New study finds that obese women are more likely to be convicted by male jurors
On June 24, 2010 Reentry Central posted an article about a Cornell University study that found attractive defendants fare better with jurors. According to the study:

  • Jurors were 22% more likely to convict an unattractive defendant than a good-looking one for non-serious crimes. When the crime was believed to be of a serious nature, such as murder, there were minor differences in the conviction rates of attractive versus non-attractive defendants.

  • Unattractive defendants were given longer sentences than their better looking counterparts - on the average, 22 months longer.

    Now, a new study shows that the scales of justice can be unfavorably tipped when a female defendant tips the bathroom scale at a weight considered to be above societal expectations of what is “acceptable.”

    ABC News reported that a study undertaken by the Rudd Center for Food Policy and Obesity at Yale University found that female defendants who were overweight were more likely to be convicted by male jurors than thinner female defendants. Ironically, women who participated in the study, and whose worth in society is often measured by the measurement of their waistlines, did not subscribe to the anti-obesity bias as the males did. click here to go to website

    Highlights of the study, The Influence of a Defendant’s Body Weight on Perceptions of Guilt, follow:

    OBJECTIVE: To investigate the influence of a defendant’s weight on simulated jurors’ perceptions of guilt.

    DESIGN AND METHODS: Participants were 471 lean and overweight adults who read a vignette describing a case of check fraud while viewing one of four images of the alleged defendant (a lean male, a lean female, an obese male or an obese female). Participants rated the defendant’s culpability on a 5-point Likert scale and completed measures of anti-fat attitudes.

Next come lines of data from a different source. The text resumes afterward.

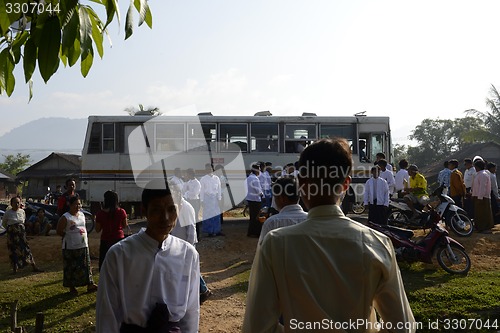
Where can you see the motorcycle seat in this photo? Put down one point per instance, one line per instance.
(405, 233)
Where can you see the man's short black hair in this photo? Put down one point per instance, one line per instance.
(154, 189)
(286, 186)
(403, 164)
(480, 164)
(382, 163)
(327, 161)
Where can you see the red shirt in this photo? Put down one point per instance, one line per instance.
(111, 225)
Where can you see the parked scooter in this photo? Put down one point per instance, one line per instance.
(450, 254)
(51, 214)
(453, 216)
(2, 212)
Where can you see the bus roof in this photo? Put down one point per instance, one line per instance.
(235, 119)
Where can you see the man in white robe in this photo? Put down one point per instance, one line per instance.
(147, 269)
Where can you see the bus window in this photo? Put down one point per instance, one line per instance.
(233, 133)
(299, 136)
(200, 136)
(377, 145)
(342, 131)
(108, 138)
(169, 137)
(374, 143)
(95, 143)
(264, 137)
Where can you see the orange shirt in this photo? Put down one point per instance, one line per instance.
(457, 186)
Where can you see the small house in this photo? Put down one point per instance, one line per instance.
(53, 170)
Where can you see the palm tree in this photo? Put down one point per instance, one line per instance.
(491, 118)
(150, 111)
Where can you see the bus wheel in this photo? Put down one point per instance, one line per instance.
(357, 207)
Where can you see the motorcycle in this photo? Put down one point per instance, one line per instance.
(455, 218)
(2, 212)
(450, 254)
(51, 214)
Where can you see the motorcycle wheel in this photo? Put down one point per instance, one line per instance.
(89, 223)
(358, 208)
(397, 218)
(2, 229)
(453, 259)
(460, 224)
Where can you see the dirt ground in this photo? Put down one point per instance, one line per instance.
(224, 258)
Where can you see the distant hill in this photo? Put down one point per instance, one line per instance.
(39, 138)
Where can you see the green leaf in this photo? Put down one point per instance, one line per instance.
(7, 79)
(140, 5)
(63, 57)
(70, 31)
(48, 51)
(29, 59)
(17, 44)
(4, 19)
(86, 62)
(74, 53)
(96, 31)
(37, 32)
(85, 29)
(111, 10)
(129, 22)
(68, 7)
(149, 17)
(3, 60)
(30, 85)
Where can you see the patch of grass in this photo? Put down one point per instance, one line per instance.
(43, 292)
(434, 295)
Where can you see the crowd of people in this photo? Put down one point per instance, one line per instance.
(150, 281)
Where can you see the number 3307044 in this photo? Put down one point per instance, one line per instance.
(31, 8)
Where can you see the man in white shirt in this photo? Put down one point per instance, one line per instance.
(148, 272)
(444, 177)
(286, 198)
(254, 199)
(402, 178)
(376, 197)
(265, 183)
(191, 190)
(469, 173)
(329, 268)
(210, 197)
(185, 229)
(386, 174)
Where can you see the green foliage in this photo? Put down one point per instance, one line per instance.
(48, 32)
(15, 164)
(439, 138)
(491, 118)
(150, 111)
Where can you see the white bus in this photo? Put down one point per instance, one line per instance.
(118, 150)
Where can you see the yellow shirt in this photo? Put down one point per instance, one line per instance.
(419, 181)
(324, 272)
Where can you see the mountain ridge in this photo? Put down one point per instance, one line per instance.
(40, 137)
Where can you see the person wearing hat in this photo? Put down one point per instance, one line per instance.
(417, 192)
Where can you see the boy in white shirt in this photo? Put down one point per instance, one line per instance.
(376, 197)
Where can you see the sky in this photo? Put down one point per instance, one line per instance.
(409, 60)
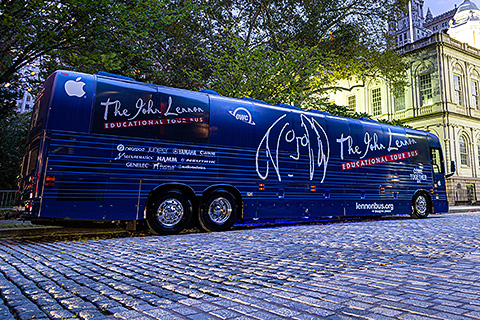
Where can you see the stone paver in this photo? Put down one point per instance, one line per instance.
(385, 269)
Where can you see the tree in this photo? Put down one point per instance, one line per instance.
(287, 51)
(13, 132)
(91, 35)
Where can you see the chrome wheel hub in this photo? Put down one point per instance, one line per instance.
(170, 212)
(220, 210)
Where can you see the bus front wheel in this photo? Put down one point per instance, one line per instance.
(217, 211)
(421, 205)
(169, 213)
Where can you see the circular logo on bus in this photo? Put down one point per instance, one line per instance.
(243, 115)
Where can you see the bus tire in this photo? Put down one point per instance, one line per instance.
(169, 213)
(217, 211)
(422, 206)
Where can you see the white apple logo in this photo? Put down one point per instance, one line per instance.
(75, 88)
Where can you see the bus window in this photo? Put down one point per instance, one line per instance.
(437, 161)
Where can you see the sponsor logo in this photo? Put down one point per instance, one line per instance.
(418, 175)
(243, 115)
(75, 88)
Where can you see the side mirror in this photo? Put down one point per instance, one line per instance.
(452, 169)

    RESULTS: Male respondents endorsed greater overall weight bias than females. A three-way interaction was detected between participant sex, defendant sex and defendant weight on perceptions of guilt such that when the defendant was female, male participants were significantly more likely to find her guilty if she was obese than if she was lean. In addition, lean male participants were significantly more likely to believe that the obese female defendant met criteria for check fraud, and indicated greater belief she would be a repeat offender, compared with the lean female defendant. There were no differences in perceptions of guilt or esponsibility between the obese male and the lean male defendants.

    CONCLUSION: The results of this novel study indicate that both weight and gender of a defendant may affect juror perceptions of guilt and responsibility.

    The study also states that guilt or innocence may be decided by attractiveness, race, gender,socio-economic status, or even religion, proving what most already know - - justice is not blind, but can be myopic at times.